General information
- Type: Hang glider
- National origin: United Kingdom
- Manufacturer: Avian Limited
- Designer: Steve Elkins and Neil Hammerton
- Status: In production

History
- Developed from: Avian Java

= Avian Cheetah =

British hang glider

The Avian Cheetah is a British high-wing, single-place, competition hang glider, designed by Steve Elkins and Neil Hammerton and produced by Avian Limited of Hope Valley, Derbyshire.

==Design and development==
The Cheetah is a development of the Avian Java and is a "topless" design without a kingpost or top wire rigging, although it retains the lower flying wires.

The current production Cheetah 150 model is made from aluminum and carbon fibre tubing, with the wing covered in Dacron sailcloth.

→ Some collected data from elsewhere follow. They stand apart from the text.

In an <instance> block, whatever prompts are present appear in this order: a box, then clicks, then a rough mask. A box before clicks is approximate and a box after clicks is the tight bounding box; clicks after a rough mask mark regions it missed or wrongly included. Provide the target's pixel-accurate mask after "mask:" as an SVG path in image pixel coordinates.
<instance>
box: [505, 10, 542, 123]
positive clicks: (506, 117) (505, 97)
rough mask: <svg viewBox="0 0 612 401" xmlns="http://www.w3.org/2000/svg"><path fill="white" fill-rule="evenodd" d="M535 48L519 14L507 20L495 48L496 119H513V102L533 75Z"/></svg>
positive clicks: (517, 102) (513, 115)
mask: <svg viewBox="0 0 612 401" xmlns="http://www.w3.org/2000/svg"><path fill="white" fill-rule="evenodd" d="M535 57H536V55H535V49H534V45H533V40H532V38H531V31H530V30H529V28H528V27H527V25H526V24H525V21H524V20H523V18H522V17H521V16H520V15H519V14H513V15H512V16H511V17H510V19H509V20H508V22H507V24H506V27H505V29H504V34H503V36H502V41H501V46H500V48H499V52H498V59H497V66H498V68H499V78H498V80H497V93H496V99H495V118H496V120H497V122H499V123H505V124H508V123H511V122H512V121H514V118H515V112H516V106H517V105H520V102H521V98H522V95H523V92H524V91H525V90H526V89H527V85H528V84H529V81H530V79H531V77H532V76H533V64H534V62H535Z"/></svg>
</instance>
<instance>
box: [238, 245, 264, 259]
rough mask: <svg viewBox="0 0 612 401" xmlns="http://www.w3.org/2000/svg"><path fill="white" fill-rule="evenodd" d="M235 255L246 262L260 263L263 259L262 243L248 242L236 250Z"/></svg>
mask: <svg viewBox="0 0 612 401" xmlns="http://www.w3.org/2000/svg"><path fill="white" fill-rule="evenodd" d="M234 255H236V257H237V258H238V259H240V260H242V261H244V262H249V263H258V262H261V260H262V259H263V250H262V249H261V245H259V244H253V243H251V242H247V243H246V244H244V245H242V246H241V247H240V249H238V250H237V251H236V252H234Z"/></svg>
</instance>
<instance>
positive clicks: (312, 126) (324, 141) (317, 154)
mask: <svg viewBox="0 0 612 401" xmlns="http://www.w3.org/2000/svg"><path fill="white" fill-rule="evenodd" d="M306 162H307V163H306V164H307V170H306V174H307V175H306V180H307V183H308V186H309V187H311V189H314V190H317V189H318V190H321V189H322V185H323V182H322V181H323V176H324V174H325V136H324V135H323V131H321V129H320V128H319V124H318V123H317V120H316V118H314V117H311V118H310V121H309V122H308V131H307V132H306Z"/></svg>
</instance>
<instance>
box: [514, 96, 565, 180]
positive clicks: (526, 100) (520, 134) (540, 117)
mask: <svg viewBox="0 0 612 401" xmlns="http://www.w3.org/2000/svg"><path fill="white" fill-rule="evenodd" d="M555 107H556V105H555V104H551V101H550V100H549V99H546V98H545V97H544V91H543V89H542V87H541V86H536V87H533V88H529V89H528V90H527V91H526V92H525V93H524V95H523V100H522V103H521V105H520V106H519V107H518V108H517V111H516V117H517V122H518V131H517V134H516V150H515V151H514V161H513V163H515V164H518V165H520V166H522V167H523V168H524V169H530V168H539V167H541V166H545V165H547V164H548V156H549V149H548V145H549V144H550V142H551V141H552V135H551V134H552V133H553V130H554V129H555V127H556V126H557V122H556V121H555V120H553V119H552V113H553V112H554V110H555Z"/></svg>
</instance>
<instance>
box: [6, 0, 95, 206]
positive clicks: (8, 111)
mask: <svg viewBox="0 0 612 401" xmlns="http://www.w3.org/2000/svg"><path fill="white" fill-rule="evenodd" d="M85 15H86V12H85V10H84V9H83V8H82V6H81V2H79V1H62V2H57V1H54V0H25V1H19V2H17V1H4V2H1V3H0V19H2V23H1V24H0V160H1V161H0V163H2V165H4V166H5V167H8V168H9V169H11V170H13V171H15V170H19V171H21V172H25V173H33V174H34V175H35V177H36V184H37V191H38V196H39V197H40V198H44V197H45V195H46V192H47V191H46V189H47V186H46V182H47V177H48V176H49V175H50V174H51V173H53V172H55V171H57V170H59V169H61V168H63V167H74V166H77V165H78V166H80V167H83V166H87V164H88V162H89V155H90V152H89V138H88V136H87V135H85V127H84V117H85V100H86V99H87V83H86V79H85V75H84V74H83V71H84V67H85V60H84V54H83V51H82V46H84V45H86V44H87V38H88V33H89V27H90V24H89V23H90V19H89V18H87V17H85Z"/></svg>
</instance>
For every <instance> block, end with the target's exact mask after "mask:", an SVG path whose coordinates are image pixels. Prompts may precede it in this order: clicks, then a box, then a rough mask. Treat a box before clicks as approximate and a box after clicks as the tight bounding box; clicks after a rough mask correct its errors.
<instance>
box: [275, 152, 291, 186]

Its 10.4 m span wing has a nose angle of 130deg; and an aspect ratio of 7.5:1. The acceptable pilot hook-in weight is 80 to 110 kg.

The glider can be broken down to a 37 kg package, 4.6 m in length for ground transportation on a car top.

==Variants==
- Cheetah 150
Current production version. British Hang Gliding and Paragliding Association certified.
- Cheetah 160
Version offered circa 2003 with 10.4 m span wing, with an area of 15 m2, a nose angle of 125° and an aspect ratio of 7.0:1.